Whatever Milosevic's calculations, it is clear in retrospect that at the very moment the Serb leader was preparing to capitulate, Clinton was thinking seriously about the ground option.
At noon on June 2, Berger, the president's national security adviser, met with several foreign policy experts who had publicly advocated that NATO consider sending in ground troops, including former U.S. ambassador to the United Nations Jeane J. Kirkpatrick, former NATO commander George Joulwan, former U.S. ambassador to NATO Robert Hunter, and former National Security Council staff member Ivo Daalder.
According to a participant, the group was surprised to hear Berger hint strongly that the administration was prepared to back a ground invasion, if that was what it would take to win the war.
Berger made four points, according to notes from the meeting. The first was: "We're going to win." The fourth was: "All options are on the table." Asked directly whether Clinton would support ground troops, he replied: "Go back to point one."
That afternoon, Clinton's national security staff stopped short of recommending an invasion but urged swift planning. "We had to prevail, even if it meant preparing for a ground option. We all recognized this," Berger recalled in an interview last week. Clinton's aides outlined several options, such as carving out "safe havens" within Kosovo, arming the KLA or launching a full-scale invasion through Albania, Bosnia, Bulgaria and Hungary.
The following morning brought a surprise: At 6:30 a.m. on June 3, White House Situation Room operators began tracking down Clinton's national security team to relay reports that the Yugoslav government was giving in. In Belgrade, Milosevic had unexpectedly told the European Union's envoy, Finnish President Martti Ahtisaari, and Viktor Chernomyrdin, the former Russian prime minister, that he would accept the peace deal they had put to him.
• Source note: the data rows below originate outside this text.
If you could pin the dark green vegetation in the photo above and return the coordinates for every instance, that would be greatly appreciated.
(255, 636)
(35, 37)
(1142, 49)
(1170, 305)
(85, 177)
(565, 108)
But Washington feared a ruse, and that afternoon, Clinton sat down with the Joint Chiefs of Staff to talk about sending combat troops into Kosovo.
Clark also reacted skeptically to the message from Belgrade, insisting in a video conference among commanders that work continue on the Albanian road. He referred, as he had often, to Milosevic's "talk/fight, fight/talk strategy."
Bombing continued even as British Lt. Gen. Michael Jackson, NATO's ground commander in Macedonia, began technical talks on a pullout with officers of the Yugoslav high command at a portable hangar in Kumanovo.
On June 7, a hitch in the peace talks developed as Yugoslav commanders refused to agree to NATO's terms for a pullout. The talks were suspended and bombing intensified. The possibility of a ground invasion remained very much on Clark's mind. "Every day that is lost is critical to the B-Minus trajectory," he told his commanders, according to meeting notes.
That evening, U.S. B-52 pilots dropped their bombs on Mount Pastrik. And the following day, Western countries and Russia reached a landmark agreement on a draft U.N. resolution for peace, cornering Milosevic diplomatically. Two nights later, Milosevic signed an agreement allowing the invasion of 50,000 NATO soldiers – but as peacekeepers, not warriors.